3. Quelle déclinaison nationale d'une politique budgétaire expansive ?

Le plan de relance budgétaire français, présenté le 4 décembre 2008, semble privilégier l'investissement plutôt que la consommation , au motif qu'un euro d'investissement public aurait un plus grand effet d'entraînement sur la croissance qu'un euro d'aide à la consommation.

LE PLAN DE RELANCE FRANÇAIS 51 ( * )

Le total des dépenses annoncées du plan de relance français est de 26,1 milliards d'euros en 2009 et 2010, soit 1,3 % du PIB .

Le plan s'appuie essentiellement :

- à hauteur de 10,5 milliards d'euros , sur les investissements publics .

L'Etat devrait dépenser 4,1 milliards d'euros pour anticiper les programmes militaires à venir, accélérer la construction de lignes TGV, l'entretien des routes, la création de crèches ou de prisons. Les investissements locaux seraient renforcés de 2,5 milliards d'euros.
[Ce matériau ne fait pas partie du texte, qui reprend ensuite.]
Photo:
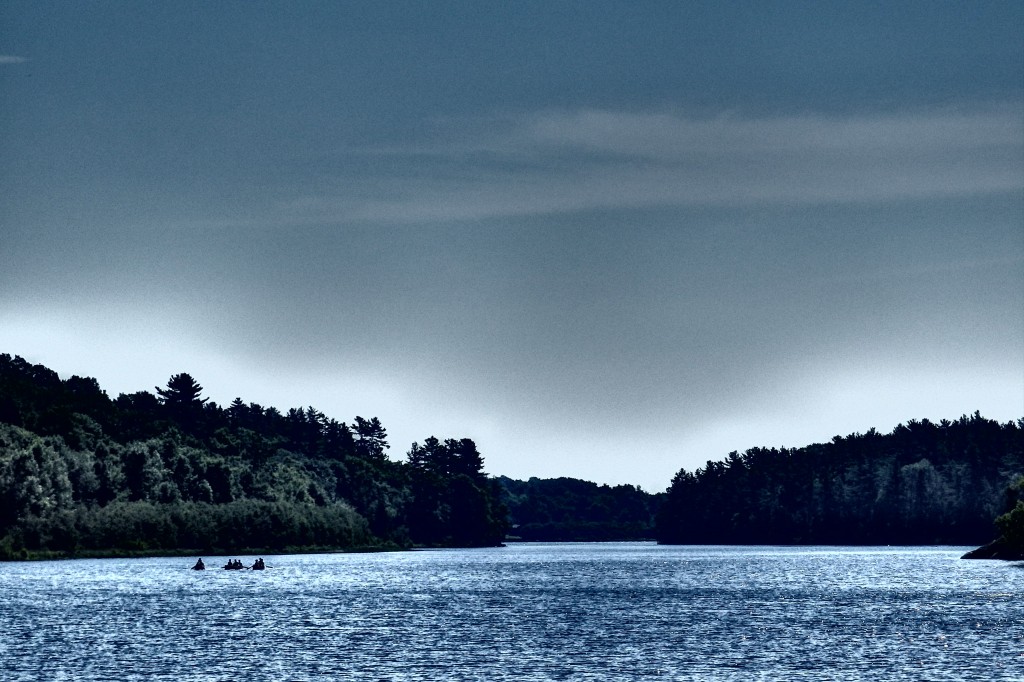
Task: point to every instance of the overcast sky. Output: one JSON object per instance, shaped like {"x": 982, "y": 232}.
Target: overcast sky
{"x": 604, "y": 240}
Enfin, les grandes entreprises nationales chargées de services publics (principalement EDF, La Poste et la RATP) sont concernées par le plan à hauteur de 4 milliards d'euros - à noter que leurs dépenses d'investissement n'affectent pas directement les comptes publics ;

- à hauteur de 11,4 milliards d'euros , sur le versement anticipé aux entreprises de créances, dont 9,2 milliards de créances fiscales (crédit d'impôt recherche, TVA, impôt sur les sociétés) ; 0,7 milliard d'euros est consacré à une accélération de l'amortissement des investissements afin de soutenir ceux des entreprises.

Le plan comprend également :

- à hauteur de 2,2 milliards d'euros , des aides sectorielles concernant principalement le logement (1,8 milliard d'euros) et accessoirement la prime à la casse (0,2 milliard d'euros) ainsi que l'aide aux PME (0,2 milliard d'euros) ;

- environ 2 milliards d'euros de dépenses en faveur de l'emploi et de la solidarité (prime à l'embauche, accompagnement et prime de solidarité active).
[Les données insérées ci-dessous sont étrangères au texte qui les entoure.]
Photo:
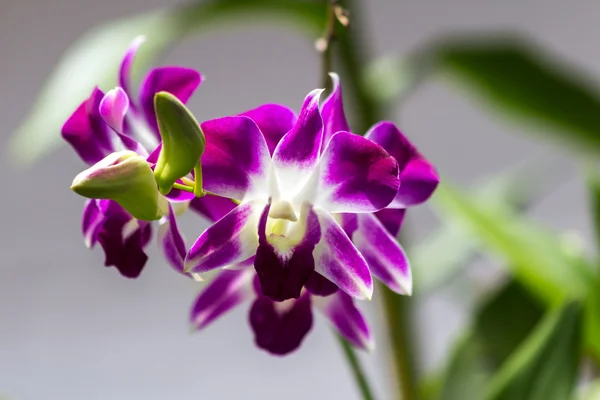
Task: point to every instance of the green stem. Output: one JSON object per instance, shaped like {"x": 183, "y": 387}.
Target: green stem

De fait, hormis les primes versées aux plus démunis, dont la finalité n'est pas présentée comme économique, le plan ne subventionne pas directement la consommation 52 ( * ) .

Comment qualifier cette stratégie de relance ?

a) Une relance française à court terme qui préfère l'investissement à la consommation ...

La primauté accordée à l'investissement , susceptible de relancer rapidement une demande qui, en retour, exige de nouveaux investissements pour être satisfaite, bénéficie de soubassements théoriques bien connus .

L'INVESTISSEMENT AU CoeUR DU CIRCUIT ÉCONOMIQUE ET DE LA CROISSANCE

Le mécanisme du multiplicateur keynésien prend en compte ce processus : une vague initiale d' investissement -il s'agira typiquement d'investissement financé par la dépense publique- entraîne, via la distribution du revenu engendré par son financement, une première vague de demande du même montant, diminué cependant de la partie de ce revenu destinée à l'épargne et de celle ayant servi à acquérir des biens ou services importés 53 ( * ) . Cette première vague de demande entraîne une nouvelle distribution de revenu, qui alimente une deuxième vague de demande nationale, d'une ampleur à nouveau atténuée par les fuites que représentent l'épargne et les importations, et ainsi de suite. Au total, l'investissement initial démultiplie la production selon un facteur dont la théorie économique donne le calcul 54 ( * ) .

Réciproquement, le mécanisme de l' accélérateur 55 ( * ) décrit l'influence de la demande sur l'investissement. En vertu de ce mécanisme, toute variation de la demande entraîne mécaniquement une variation de la FBCF 56 ( * ) qui lui est supérieure, à condition qu'il n'existe pas de capacité de production inemployée. Cette modélisation permet d'expliquer la « nervosité » de l'investissement en réaction aux variations de l'activité. Cette relation entre demande et investissement est vérifiée empiriquement.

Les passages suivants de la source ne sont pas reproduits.